HW 1: Due Day 1 11:59 PM
Exploratory Data Analysis
Use Canvas to submit the HW. Both RMarkdown and the knitted html file is required for full credit.
Task 1
Instead of O\(_3\) as used in the tutorial, perform the analysis for NO\(_2\) for 2017 data. For this you will need to download the data from the EPA website and clean it. You need to tell a story about this pollutant and its distribution (in various senses). Explore some problematic features of the data collection and discuss their impacts on your analyses. You may consider some of the following questions in directing your analyses.
- How many sensors are measuring NO\(_2\)?
- Of what percentage of the year are the NO\(_2\) sensors active?
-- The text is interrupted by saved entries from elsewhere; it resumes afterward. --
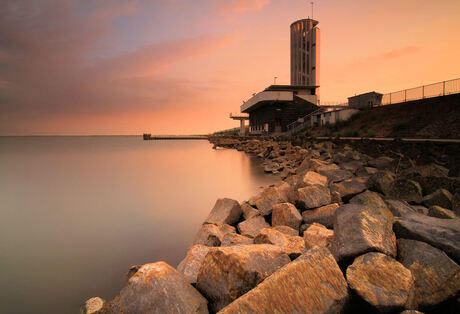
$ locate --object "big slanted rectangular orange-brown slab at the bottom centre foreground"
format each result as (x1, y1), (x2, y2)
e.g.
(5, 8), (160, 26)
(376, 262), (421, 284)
(219, 247), (349, 314)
Where are the sensors that are not active? Map them.
- How does the geographical distribution of NO\(_2\) AQI differ from that of O\(_3\)
- Which cities (CBSA, not counties) are worst affected by NO\(_2\)?
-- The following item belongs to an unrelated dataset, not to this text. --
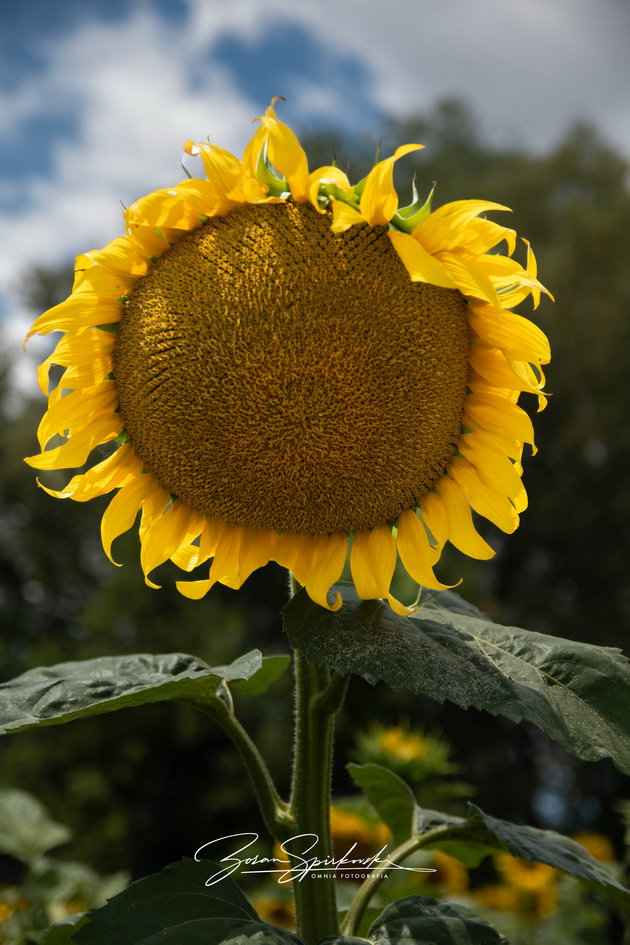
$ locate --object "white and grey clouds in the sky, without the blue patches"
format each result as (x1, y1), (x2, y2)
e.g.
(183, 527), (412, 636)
(0, 0), (630, 394)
- Is there a correlation between NO\(_2\) and O\(_3\)? Do different correlations matter? (i.e. correlations among AQIs of NO\(_2\) and O\(_3\) at site level, vs correlation of days AQI>100 at CBSA level, vs correlation of days AQI>100 at CBSA level etc..)
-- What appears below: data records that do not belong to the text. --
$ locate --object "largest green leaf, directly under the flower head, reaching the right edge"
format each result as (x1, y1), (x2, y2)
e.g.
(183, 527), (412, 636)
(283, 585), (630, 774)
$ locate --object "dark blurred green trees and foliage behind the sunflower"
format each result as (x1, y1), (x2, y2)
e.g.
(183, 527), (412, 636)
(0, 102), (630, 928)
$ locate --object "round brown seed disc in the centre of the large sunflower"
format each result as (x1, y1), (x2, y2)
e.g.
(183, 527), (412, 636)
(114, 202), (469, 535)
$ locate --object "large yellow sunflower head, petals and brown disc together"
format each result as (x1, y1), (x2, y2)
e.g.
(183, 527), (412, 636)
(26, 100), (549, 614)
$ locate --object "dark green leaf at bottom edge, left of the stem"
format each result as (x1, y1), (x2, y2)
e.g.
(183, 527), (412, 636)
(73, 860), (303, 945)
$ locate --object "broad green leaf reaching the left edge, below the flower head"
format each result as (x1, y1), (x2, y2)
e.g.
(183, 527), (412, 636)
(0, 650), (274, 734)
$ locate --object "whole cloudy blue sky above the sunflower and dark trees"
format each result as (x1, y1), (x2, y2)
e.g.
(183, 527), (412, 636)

- What does the scatter plot look like? What does faceting the scatter plot by state tell us (pick 5 or so states)?
- Link this with other data (temperature, population etc..)? Where to acquires these datasets? How to link them?
These are by no means, exhaustive. Feel free to engage with your interests and the interesting bits about the datasets.
Task 2
Download the motor vehicle traffic collisions data from NYC Open data portal. Answer the following questions
- Which locations have high incidences of traffic collisions?
- How are these high traffic collisions locations different at different times of the day?
- Visualise the correlation between home values in a block group and traffic collisions and tell a story.